Depuis que sa mise en œuvre a débuté en 2014, les champions du Sénégal ne cessent de formuler la même doléance. En août 2016, lors d’une rencontre avec le ministre de l’Economie, Baïdy Agne, président du Conseil national du patronat, disait à Amadou Ba : ‘’Notre voix est surtout celle qui réaffirme que le Sénégal ne peut se construire sans son secteur privé.’’ Ce même discours est revenu plusieurs fois, à diverses occasions et de la bouche de différents patrons (Serigne Mboup, patron de Ccbm), Daouda Thiam, président Cciad). Le gouvernement se défend sur cette question en soutenant que les marchés attribués au privé étranger sont hors du domaine de compétence des Sénégalais. On site des trains et des avions en guise d’exemple.

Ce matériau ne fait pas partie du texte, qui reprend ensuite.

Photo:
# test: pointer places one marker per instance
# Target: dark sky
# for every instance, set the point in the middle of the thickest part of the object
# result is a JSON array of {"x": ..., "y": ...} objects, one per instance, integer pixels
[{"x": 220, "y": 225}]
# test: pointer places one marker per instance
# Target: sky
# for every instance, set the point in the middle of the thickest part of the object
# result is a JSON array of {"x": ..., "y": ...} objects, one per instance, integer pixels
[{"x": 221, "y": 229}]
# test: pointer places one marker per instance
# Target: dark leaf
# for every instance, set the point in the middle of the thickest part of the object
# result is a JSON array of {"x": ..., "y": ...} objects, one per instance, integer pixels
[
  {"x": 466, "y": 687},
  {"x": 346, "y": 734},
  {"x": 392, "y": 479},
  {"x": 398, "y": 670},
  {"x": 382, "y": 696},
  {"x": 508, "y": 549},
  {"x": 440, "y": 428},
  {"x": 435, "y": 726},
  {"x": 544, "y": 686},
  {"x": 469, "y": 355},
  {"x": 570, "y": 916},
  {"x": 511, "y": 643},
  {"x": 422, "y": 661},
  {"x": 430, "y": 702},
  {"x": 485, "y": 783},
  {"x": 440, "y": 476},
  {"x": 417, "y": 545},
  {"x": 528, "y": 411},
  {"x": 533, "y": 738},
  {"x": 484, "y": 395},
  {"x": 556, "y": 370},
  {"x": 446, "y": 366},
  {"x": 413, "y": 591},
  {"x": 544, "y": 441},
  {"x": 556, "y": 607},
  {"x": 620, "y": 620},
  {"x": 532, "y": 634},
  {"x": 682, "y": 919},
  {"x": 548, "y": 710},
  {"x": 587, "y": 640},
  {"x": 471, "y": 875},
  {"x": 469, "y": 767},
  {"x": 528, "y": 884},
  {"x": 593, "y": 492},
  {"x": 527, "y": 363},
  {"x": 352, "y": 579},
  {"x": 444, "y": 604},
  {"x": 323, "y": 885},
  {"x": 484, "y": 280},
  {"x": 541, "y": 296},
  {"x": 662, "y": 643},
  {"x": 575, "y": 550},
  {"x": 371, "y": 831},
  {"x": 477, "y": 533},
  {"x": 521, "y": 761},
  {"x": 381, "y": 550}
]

Les multinationales laissent des miettes aux PME
Selon l’économiste Idrissa Diandy, cette place importante des multinationales explique également, entre autres raisons, les difficultés des Petites et moyennes entreprises. Ces dernières ont une durée de vie moyenne de 10 ans environ, ‘’parce que les grosses entreprises ne leur laissent que des miettes’’. Et puisqu’elle occupe près de 95% du tissu économique, leur situation influe aussi sur la création d’emplois. Le régime a du mal à faire face à la demande d’emplois. Le Sénégal a essayé de mettre en place des instruments de soutien, mais la Bnde comme le Fonsis n’ont jamais été décisifs. Sur une promesse de 500 000 emplois en 5 ans (2012-2017), le gouvernement n’a créé que 234 260 emplois à la fin du premier semestre 2016. Un total qui ne prend pas en compte les secteurs agricole et rural, ainsi que ‘’d'autres domaines de création d'emplois et d'activités’’, précisait le porte-parole du gouvernement Seydou Guèye, à la sortie d’un Conseil interministériel sur la question. C’est à cette même occasion d’ailleurs que l’Etat avait révélé que le taux de chômage est de 13,4% et que 48% des demandeurs d'emploi sont sans diplômes.
Les institutions de Bretton-woods s’inquiètent d’ailleurs de la question. Dans une sortie récente, l’économiste principale de la Banque mondiale, Federica Marzo, déclarait que le Sénégal offre un marché du travail ‘’difficile, où les opportunités sont rares, particulièrement pour les jeunes et les femmes’’. Voilà qui permet de comprendre pourquoi le ministre sénégalais en charge de cette question demande aux jeunes d’être leur propre patron, même s’il faut passer par l’immigration. ‘’Les gens doivent passer de chercheurs d’emplois à des créateurs d’emplois. (…) On a des niches d’opportunités qu’il faut exploiter. On doit profiter de l’environnement économique qu’offrent les pays de l’Uemoa et de la Cedeao. Un jeune Sénégalais doit pouvoir travailler à Conakry, à Ouaga, à Niamey, etc.’’, disait Abdoulaye Diop, début janvier.
Dette, seuls contre tous
L’économie, c’est aussi la dette. Celle du Sénégal qui était à des proportions acceptables inquiète désormais plus d’un. De 21% en 2006, elle a atteint 45,7% en 2013 (Dpee). Elle s’est envolée depuis lors pour être à plus de 60% en 2017, contre 56,9% en 2015, et 60% en fin 2016. Depuis 2 à 3 ans, les partenaires financiers ne cessent de s’inquiéter du fait que la dette ‘’commence à frôler des niveaux qui sont moins prudents’’. Julio Ricardo Loayza, économiste principal au Bureau de Dakar, de demander au Sénégal de s’assurer que les dettes restent à un niveau gérable.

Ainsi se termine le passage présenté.